1. Field of the Invention
This invention relates to microwave spintronics and more particularly relates to an apparatus, system, and method for direct phase probing and mapping via spintronic Michelson inferometry.
2. Description of the Related Art
Microwave propagation in a dielectric medium underlies all responses of microwave energy interaction with the dielectric system. Therefore, it is generally accepted that the dielectric properties can be accurately reconstructed by characterizing the spatial distribution of absorbed microwave energy. Because the dielectric properties of the human body have significant differences between unhealthy and healthy tissues at microwave frequencies, microwaves are believed to have the capability for medical imaging and the pioneering works appear as early as 1986. Although much progress has been achieved in the past decade, microwaves are still considered to be a “potentially” powerful tool for medical imaging and far from clinical applications. One bottleneck here concerns the size of the detected object, since a curable tumor should have a size of a few millimeters, i.e., far shorter than the microwave wavelength (typical in a few 1 to 10 centimeters). Physically, such subwavelength features carried by the microwave field patterns contain spatial Fourier components with transverse propagation vectors kxy, larger than the wave vector k=ω√{square root over (∈μ)} in the media. This information may evanescently decays along z due to the imaginary number of kz=√{square root over (k2−kxy2)} and therefore is restricted to the near-field.

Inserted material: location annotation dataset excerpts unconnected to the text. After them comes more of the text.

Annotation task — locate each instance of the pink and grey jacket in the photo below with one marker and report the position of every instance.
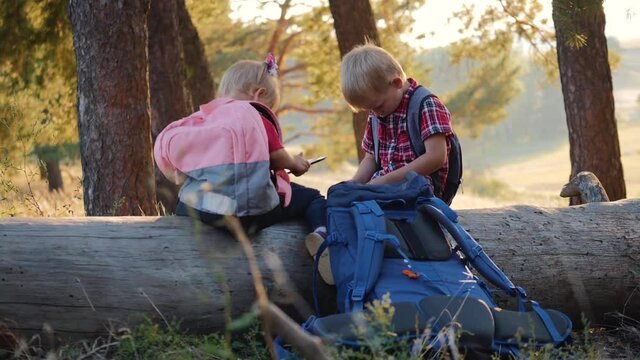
(220, 155)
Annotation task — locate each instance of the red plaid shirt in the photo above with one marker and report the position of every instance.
(395, 147)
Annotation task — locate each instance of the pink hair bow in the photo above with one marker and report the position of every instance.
(272, 66)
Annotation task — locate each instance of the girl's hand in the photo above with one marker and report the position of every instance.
(300, 165)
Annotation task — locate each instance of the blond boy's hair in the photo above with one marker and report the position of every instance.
(247, 76)
(367, 70)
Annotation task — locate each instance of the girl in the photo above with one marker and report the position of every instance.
(230, 159)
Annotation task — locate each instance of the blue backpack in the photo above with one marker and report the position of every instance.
(390, 239)
(414, 111)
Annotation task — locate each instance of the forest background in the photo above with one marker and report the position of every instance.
(505, 98)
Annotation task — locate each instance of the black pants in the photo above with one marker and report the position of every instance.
(305, 203)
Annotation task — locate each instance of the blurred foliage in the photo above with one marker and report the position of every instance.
(37, 75)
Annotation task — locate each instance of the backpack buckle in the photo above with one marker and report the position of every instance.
(357, 295)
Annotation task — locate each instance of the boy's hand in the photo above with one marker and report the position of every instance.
(300, 165)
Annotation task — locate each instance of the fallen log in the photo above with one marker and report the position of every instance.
(87, 276)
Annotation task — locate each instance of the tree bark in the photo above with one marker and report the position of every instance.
(110, 41)
(354, 24)
(199, 81)
(170, 100)
(588, 98)
(78, 274)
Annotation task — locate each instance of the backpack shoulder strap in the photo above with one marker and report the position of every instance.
(269, 115)
(375, 123)
(414, 112)
(370, 225)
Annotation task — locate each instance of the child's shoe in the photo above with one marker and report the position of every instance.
(313, 242)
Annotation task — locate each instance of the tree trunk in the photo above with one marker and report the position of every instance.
(199, 81)
(78, 273)
(110, 42)
(588, 98)
(170, 100)
(354, 24)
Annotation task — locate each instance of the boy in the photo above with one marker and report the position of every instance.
(372, 80)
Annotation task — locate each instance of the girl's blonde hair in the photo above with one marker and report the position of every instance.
(247, 76)
(367, 70)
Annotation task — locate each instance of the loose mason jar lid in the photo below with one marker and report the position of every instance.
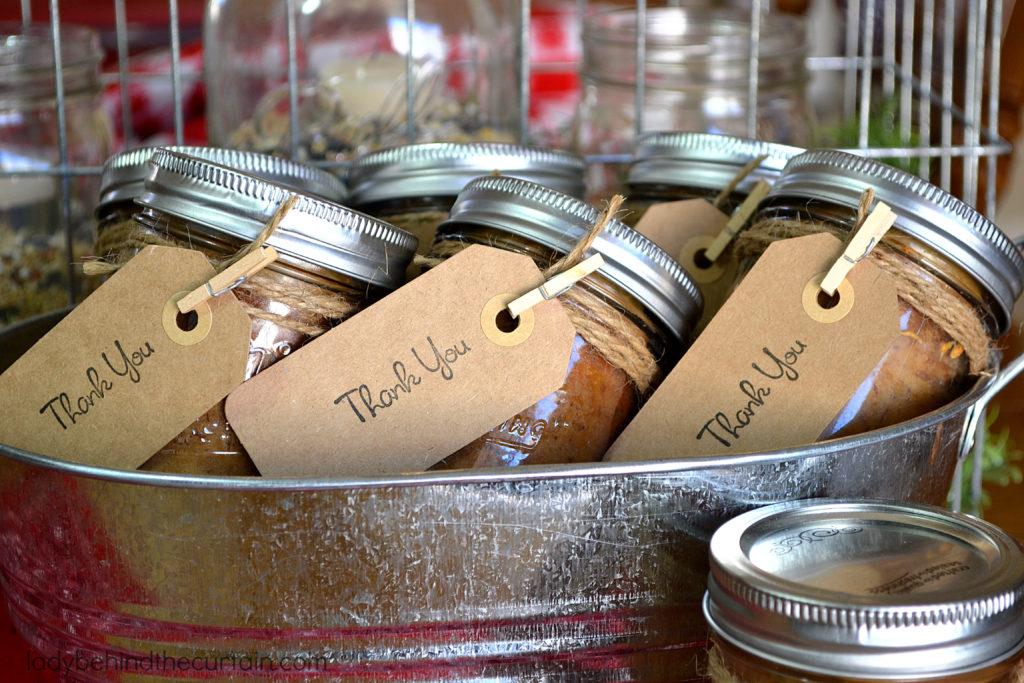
(314, 232)
(866, 589)
(704, 160)
(124, 174)
(27, 60)
(923, 211)
(442, 169)
(559, 222)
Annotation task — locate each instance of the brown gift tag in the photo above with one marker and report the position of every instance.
(685, 229)
(411, 379)
(118, 378)
(773, 368)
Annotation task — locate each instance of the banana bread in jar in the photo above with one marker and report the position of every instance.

Another problem of microwave imaging relates to transmission line based approaches, where the sensitivity is limited by the background signal that comes from the transmission lines themselves. This parasitic noise significantly decreases the resolution of measurements. In addition, the antennas used in traditional microwave imaging, include a large amount of metallic materials, which may significantly distort the microwave propagation. Therefore a better data acquisition system with high sensitivity and an antenna compensation in the reconstruction algorithm is needed, which increases the burden of computation.
Spintronics, as a new discipline, has received much attention recently in an effort to upgrade electronic devices based on transport phenomena. From the dynamic point of view, spin dynamics have a much lower characteristic energy (μeV) in comparison with charge dynamics (meV-eV). Hence, spintronic devices may be applied for microwave applications. In contrast, conventional charge-dynamics-based electronics fit only to the infrared-optical regime. Advancement in microspintronics raises an intriguing question of whether a spintronic approach might transform microwave technologies, in a way similar to the case that microelectronics has revolutionized optical technologies.
As a cornerstone of coherent optics and spectroscopy, Michelson Interferometry as shown in FIG. 1(a) was developed from the ingenious Michelson-Morley experiment, where a sinusodial optical intensity I(Ψ)=|e1+e2eiΨ|2=|e1|2+|e2|2+2|e1·e2|cos Ψ was measured by modulating the electromagnetic phase Ψ. This enables probing Ψ which characterizes the phase of both the dynamic electric (e) and magnetic (h) fields.